Butuh beberapa detik sebelum Gokudera dapat menjawab.
"Hanya Si Pengunjung yang pergi, Sasagawa. Target kita tidak bisa ke mana-mana."
Ryouhei menaikkan sebelah alisnya lalu keluar dari kamar tidur untuk menghampiri Gokudera. Matanya tertuju kepada tubuh yang kini tak bernyawa, terbaring di balik sofa yang tengah dipandangi Gokudera.
"Oh, Juudaime benar-benar tidak akan senang mendengarnya," ulang Gokudera, wajahnya pucat. Ryouhei menghela napas.

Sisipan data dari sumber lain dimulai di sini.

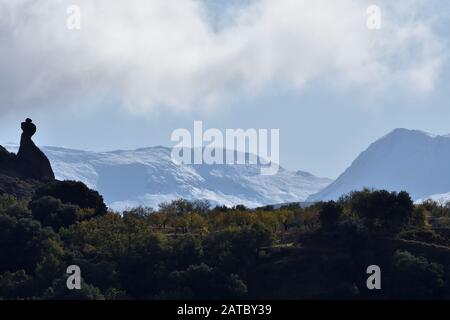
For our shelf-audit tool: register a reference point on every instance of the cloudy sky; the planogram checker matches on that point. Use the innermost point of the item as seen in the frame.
(138, 69)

"Jika tidak ada yang lewat di hadapanmu dari pintu depan, dan tidak ada yang lewat dari belakang, lalu lewat mana Si Pengunjung pergi? Atap?"
"… Kau yakin sama sekali tidak ada orang yang lewat di hadapanmu?"
Ryouhei perlu beberapa detik untuk mengingat-ingat. "Well, kurasa memang ada seorang petugas cleaning service—"
"Dan kau membiarkannya pergi?" Nada suara Gokudera meninggi.
"Apa yang harus kulakukan—menahannya, bilang 'Hei, kami dari Vongola Famiglia—ya, kelompok mafia super-menakutkan itu dengan jutaan kasus kekerasan di masa lalu, dan kami punya pertanyaan—apa Anda baru saja membunuh anggota family kami'?" tanya Ryouhei, mengecek ulang sofa untuk memastikan. "Kita bukan polisi."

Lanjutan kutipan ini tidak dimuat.